Title: The pianist offers an impressionistic, sometimes swinging tone-poem about the life of a columbine wildflower.
Following her excellent Nocturnal Animals with Arild Andersen (b) and drummers Thomas Strønen and Jon Christensen, Eckemoff’s Adventures Of The Wildflowers continues the good news, albeit in music of distinctly different instrumentation, voicings and dynamics.
As with a good few of the previous releases from this classically trained but jazz-fired polymath, the programme is augmented by a generous complement of well-packaged visual images and poetic reflections (in prose format this time) from Eckemoff, evincing the animistic spirituality which informs this soulful, now gently impressionistic, now vibrantly turned musical tone-poem about the life of a columbine wildflower.
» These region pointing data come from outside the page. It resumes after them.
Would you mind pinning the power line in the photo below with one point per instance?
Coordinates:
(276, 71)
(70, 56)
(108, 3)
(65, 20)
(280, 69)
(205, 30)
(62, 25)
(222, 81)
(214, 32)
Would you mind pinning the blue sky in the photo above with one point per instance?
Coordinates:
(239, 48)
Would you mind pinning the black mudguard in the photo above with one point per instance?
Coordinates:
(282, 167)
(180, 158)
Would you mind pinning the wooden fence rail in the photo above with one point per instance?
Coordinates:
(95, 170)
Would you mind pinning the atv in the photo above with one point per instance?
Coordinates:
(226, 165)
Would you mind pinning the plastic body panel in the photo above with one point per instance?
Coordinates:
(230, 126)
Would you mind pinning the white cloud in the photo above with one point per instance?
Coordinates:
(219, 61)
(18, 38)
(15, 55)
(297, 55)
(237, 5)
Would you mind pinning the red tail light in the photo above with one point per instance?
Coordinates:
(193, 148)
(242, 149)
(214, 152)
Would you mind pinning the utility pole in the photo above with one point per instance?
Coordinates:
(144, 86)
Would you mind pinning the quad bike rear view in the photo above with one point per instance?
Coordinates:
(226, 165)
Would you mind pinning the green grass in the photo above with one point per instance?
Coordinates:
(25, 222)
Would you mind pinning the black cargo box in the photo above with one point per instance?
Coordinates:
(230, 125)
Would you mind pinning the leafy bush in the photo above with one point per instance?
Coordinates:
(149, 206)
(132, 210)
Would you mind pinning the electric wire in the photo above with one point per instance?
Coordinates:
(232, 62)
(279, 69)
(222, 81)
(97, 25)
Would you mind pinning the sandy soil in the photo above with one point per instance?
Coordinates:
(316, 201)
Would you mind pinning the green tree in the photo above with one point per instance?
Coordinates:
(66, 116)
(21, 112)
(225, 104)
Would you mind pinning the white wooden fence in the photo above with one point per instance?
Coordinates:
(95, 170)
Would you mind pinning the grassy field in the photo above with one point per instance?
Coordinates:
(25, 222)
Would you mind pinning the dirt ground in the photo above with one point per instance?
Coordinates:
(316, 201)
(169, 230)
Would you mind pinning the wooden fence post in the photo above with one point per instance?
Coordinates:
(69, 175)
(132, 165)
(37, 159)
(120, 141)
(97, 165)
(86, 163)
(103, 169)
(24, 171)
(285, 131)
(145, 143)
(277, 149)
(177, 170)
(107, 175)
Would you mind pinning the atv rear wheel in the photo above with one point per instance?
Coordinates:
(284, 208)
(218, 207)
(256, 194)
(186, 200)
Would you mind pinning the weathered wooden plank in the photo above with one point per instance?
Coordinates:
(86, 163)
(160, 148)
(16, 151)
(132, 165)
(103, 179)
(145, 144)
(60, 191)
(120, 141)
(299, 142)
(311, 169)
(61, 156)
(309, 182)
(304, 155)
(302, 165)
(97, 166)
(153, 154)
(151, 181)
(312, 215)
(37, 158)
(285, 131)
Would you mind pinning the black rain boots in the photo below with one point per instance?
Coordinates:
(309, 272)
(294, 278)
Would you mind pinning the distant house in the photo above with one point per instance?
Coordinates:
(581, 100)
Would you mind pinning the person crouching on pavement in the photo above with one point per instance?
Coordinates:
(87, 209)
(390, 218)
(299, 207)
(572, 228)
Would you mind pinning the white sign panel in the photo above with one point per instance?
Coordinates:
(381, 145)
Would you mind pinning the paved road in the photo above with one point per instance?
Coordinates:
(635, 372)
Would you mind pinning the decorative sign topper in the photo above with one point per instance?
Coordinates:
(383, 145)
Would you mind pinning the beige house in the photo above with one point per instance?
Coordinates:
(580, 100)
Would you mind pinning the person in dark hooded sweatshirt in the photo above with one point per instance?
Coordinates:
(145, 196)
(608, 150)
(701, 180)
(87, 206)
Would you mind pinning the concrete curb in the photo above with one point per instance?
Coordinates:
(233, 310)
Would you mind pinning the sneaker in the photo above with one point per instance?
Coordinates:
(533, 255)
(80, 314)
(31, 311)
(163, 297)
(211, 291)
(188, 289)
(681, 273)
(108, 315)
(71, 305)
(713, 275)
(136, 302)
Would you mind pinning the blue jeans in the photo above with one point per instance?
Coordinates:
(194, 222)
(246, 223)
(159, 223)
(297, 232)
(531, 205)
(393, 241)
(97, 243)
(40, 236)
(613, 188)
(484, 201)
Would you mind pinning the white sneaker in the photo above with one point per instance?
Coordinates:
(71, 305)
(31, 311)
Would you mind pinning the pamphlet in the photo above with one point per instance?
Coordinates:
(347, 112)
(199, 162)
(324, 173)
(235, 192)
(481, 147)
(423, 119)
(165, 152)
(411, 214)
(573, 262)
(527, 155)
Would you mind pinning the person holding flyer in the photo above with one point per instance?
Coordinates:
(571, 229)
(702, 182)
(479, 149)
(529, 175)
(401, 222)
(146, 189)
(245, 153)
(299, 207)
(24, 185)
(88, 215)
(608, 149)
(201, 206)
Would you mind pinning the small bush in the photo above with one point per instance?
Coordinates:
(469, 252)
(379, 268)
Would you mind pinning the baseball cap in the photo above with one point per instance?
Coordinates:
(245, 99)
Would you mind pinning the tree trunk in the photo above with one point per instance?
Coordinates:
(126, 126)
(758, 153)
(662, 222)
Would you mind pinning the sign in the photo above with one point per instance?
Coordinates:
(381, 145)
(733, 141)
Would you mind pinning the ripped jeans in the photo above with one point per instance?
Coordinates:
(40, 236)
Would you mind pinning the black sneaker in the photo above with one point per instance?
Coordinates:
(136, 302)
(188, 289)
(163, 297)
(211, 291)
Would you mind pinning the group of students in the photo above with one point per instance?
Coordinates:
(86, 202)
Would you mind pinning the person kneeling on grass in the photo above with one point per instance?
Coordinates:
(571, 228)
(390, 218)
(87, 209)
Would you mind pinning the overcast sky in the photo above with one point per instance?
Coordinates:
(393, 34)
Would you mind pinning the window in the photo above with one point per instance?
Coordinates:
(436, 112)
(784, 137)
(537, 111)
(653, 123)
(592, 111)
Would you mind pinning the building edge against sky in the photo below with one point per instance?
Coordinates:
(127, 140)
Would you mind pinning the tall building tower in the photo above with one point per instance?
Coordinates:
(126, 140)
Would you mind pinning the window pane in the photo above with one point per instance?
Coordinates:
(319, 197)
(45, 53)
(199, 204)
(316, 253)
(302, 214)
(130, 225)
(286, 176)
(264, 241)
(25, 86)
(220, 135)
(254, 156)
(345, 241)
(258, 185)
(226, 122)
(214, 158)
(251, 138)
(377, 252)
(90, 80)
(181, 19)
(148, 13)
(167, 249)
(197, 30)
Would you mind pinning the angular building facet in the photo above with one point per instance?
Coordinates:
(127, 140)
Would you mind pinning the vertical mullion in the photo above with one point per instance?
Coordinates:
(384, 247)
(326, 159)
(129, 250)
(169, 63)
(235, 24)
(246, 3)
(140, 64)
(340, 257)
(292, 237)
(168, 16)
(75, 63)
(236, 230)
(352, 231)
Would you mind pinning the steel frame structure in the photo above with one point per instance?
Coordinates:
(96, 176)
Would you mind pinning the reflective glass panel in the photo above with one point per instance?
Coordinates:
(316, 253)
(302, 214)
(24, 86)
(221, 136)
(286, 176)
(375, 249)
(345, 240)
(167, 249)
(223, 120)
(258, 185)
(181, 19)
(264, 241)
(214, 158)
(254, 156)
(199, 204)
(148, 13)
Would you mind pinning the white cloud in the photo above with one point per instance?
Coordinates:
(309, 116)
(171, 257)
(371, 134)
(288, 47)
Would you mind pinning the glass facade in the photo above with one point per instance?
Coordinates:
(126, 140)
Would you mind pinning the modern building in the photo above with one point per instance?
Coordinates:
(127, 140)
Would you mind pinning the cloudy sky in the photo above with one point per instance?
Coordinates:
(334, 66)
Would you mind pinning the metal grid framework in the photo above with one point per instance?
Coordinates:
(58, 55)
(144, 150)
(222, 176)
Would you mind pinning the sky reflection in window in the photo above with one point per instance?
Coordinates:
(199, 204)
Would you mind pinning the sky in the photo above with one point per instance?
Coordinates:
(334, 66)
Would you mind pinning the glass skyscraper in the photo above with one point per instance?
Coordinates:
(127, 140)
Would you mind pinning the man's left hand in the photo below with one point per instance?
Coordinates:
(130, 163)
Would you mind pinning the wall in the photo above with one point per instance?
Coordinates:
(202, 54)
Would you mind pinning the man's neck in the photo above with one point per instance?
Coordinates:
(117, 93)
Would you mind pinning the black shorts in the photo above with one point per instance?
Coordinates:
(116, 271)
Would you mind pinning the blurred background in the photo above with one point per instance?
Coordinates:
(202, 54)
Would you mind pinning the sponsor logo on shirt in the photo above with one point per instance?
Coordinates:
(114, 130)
There are a couple of useful online items about this project where Ekemoff underlines her goal of shaping compositions which leave essential room for contributions from all participants. Programmed well and beautifully recorded, the two-CD set sees the return of most of the notable Finnish musicians with whom Eckemoff worked on her Blooming Tall Phlox of 2017: the subtly attuned interplay of Savolainen, Lötjönen and Louhiuori dovetails beautifully with the contributions of the leader herself, Saari and Perko.
While one might regret the absence of Verneri Pohjola (t, flh) – who appeared on Phlox – Saari and Perko join Savolainen in bringing many an affecting figure to music which, for me, often recalled and set in fresh register the delicious suspended or floating quality which distinguished much of Eckemoff’s 2011 Forget-Me-Not with Mats Eilertsen (b) and Marilyn Mazur (d, pc) as well as her 2014 A Touch Of Radiance with Mark Turner (ts), Joe Locke (vib), George Mraz (b) and Billy Hart (d).
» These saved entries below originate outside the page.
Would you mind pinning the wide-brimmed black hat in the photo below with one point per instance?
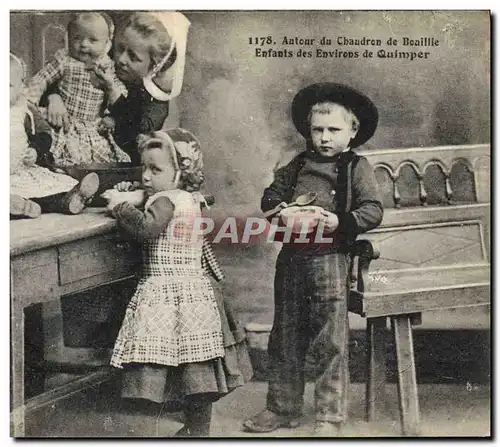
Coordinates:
(357, 102)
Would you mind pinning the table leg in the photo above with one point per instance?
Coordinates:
(407, 379)
(376, 366)
(17, 369)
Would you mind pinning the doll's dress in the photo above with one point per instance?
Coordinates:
(34, 181)
(81, 143)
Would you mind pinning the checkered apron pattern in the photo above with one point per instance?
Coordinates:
(81, 143)
(209, 262)
(173, 316)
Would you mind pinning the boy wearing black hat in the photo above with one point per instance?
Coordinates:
(311, 279)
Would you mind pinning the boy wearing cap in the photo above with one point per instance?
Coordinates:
(311, 279)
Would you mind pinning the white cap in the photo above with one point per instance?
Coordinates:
(166, 85)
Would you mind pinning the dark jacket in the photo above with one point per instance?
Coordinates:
(137, 113)
(358, 204)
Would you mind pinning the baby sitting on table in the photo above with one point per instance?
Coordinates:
(35, 189)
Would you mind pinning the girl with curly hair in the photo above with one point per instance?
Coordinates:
(177, 343)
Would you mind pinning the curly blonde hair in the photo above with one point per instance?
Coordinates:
(186, 154)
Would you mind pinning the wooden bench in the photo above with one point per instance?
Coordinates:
(431, 252)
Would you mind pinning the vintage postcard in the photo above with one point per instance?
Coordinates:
(232, 224)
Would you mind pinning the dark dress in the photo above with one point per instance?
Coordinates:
(137, 113)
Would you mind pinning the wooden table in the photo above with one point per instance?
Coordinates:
(53, 256)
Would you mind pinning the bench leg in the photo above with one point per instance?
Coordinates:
(407, 379)
(17, 369)
(376, 368)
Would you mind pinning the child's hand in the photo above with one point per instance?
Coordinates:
(30, 157)
(101, 75)
(113, 197)
(127, 186)
(330, 221)
(107, 124)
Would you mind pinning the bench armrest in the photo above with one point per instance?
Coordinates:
(366, 252)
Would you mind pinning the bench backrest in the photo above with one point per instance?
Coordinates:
(437, 210)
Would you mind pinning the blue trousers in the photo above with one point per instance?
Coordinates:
(310, 317)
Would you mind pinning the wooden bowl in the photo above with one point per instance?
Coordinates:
(301, 218)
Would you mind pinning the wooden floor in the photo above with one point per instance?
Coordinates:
(447, 410)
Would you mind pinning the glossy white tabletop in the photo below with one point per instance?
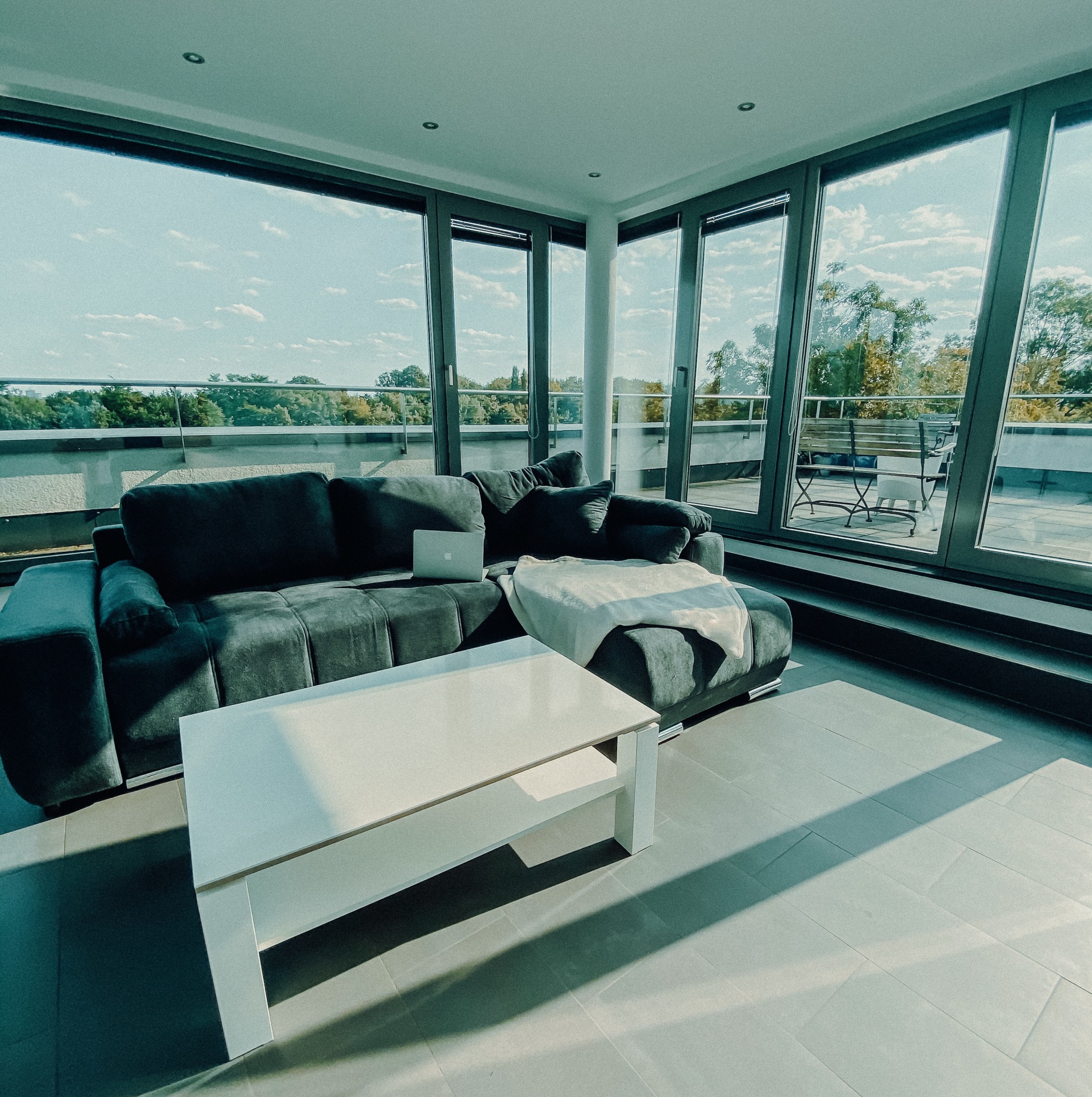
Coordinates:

Atmospheric touches of glass harp and theremine from Saari – who chiefly contributes tasty, rhythmically and sonically diverse guitar – are never overdone. And if there are various passages of rubato reflection and chromatic eeriness (sample Germination, Dying and Another Winter) there is also, as always with Eckemoff, plenty of crystal-cut melody as well as much cohesively thought through rhythmic momentum and variety, as elegant as it is potent.
Overall, Adventures Of The Wildflower serves to underline the breadth and depth of Eckemoff’s reverie-rich sensibilities, her unerringly organic, even shape-shifting sense of now fluid, now cleanly delineated motivic form and dynamics. I was especially pleased to hear Jukka Perko in music of such exquisitely rendered group interaction and adroitly pitched individual voice. A musician of wide and distinctive capacity, he has a CV ranging from the tango-fed The Music Of Olavi Virta to the haunting strings-enhanced Land Of Canaan: Northern Hymns and the recent Dizzy, a tribute to the bebop master in whose band he once worked.
Here, Perko joins the equally excellent Saari and Savolainen in contributing consistently apt and inventive lines and colour to Eckemoff’s poetic vision, moving effortlessly from, e.g., the finger-clicking swing of Dog Chasing A Mouse to the ostinato pulse and teasing, free-touched cross-accents of Chickens (where Louhiuori is in typically crisp, intelligent and enlivening form). Music to make one feel and wonder, think and dream – and smile.